Gossip can have good uses. It is deplored because its uses are so often opposite. They depend on who does the gossiping; through idle talk, the well-disposed sometimes find out about the hidden sufferings of others and go to their aid—or they learn the degree of temptation that resulted in a sin and so forgive the sinner. Without gossip, indeed, life would be dull and much of its subtle business would remain unfinished. It has, however, a poor reputation amongst conscientious people; they usually inhibit impulse if the material in their minds seems of a gossipy nature.
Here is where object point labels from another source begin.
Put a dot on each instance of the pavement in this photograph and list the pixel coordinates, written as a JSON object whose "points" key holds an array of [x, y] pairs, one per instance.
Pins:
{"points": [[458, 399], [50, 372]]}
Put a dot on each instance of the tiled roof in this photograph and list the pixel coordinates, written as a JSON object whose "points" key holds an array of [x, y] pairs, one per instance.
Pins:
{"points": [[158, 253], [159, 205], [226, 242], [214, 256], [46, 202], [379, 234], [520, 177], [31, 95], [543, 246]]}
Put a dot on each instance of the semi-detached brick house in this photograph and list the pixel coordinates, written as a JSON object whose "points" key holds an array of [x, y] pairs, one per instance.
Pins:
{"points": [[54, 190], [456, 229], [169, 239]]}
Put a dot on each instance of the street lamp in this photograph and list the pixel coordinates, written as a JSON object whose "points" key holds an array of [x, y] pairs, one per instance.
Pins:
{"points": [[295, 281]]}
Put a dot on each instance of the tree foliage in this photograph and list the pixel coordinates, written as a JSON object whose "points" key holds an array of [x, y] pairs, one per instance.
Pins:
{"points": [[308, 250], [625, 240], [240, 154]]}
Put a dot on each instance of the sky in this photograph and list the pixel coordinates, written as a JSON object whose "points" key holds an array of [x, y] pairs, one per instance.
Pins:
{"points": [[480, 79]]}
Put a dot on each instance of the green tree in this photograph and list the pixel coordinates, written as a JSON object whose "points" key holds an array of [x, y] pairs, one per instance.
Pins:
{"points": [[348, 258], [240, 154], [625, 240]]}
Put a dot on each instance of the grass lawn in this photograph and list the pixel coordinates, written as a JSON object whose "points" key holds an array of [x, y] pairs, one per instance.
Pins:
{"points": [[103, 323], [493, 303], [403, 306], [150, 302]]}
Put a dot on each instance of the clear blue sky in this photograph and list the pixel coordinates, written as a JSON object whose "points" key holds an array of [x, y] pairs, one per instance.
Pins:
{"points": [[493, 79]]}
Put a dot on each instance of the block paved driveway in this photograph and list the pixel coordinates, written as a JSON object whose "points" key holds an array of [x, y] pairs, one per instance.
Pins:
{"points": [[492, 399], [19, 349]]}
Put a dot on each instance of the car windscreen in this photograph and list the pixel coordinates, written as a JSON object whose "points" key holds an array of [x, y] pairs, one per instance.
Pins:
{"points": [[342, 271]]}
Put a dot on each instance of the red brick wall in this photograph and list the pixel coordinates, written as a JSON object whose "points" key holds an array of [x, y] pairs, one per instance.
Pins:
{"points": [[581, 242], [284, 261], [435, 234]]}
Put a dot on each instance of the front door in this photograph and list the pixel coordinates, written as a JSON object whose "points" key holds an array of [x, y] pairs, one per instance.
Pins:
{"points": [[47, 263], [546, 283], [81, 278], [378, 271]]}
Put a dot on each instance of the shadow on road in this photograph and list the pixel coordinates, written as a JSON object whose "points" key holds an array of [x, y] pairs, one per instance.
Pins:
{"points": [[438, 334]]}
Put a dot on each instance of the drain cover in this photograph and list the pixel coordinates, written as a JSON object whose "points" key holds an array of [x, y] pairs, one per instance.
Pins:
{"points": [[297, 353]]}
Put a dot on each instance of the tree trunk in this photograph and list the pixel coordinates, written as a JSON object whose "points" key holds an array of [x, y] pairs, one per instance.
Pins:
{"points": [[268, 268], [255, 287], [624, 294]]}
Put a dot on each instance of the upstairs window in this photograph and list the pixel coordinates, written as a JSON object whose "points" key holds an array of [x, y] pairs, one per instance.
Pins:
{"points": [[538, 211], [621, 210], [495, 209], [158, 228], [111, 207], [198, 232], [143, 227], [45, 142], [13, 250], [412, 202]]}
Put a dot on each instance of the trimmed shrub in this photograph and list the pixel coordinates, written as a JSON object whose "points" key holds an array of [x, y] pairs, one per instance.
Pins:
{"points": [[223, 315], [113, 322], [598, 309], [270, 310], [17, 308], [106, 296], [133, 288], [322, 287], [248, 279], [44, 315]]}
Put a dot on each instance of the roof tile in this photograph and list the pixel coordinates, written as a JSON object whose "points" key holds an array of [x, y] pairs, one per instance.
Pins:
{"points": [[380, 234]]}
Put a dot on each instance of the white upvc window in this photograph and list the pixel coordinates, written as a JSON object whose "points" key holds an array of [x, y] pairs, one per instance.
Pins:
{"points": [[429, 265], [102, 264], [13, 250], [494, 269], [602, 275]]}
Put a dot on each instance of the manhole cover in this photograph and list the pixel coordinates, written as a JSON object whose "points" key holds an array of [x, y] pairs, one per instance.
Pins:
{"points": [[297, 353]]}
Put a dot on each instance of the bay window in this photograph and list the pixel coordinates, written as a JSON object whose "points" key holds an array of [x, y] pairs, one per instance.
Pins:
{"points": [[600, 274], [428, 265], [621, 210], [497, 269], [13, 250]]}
Silence can be unfortunate. If, before Chuck’s departure for the base in Texas, his father had let drop the fact that Beau Bailey had asked him for a loan of five thousand, Beau’s life might have been changed. For Chuck might then have reported noticing Beau, slugged and furtive, as he emerged from a shady building in The Block. Those two facts, if they had by chance come out at the dinner table, might have led Mrs. Conner to express certain observations and opinions she had kept to herself. They were, first, that Charles had returned to service in a concealed but very deep depression, second, that the newspapers had published a picture of Lenore and Kit Sloan and that Lenore didn’t seem very happy in the photograph, and third, that Beau was drinking more than ever while Netta, surprisingly, was going around like a cat with the canary well down and the feathers lapped clear. Nora, then confessing her innocent eavesdropping, could have confirmed what Charles had not disclosed and her mother only suspected: Lenore and Kit were, indeed, resuming an interest, Such, at any rate, were the facts and observations at the collective disposal of the family.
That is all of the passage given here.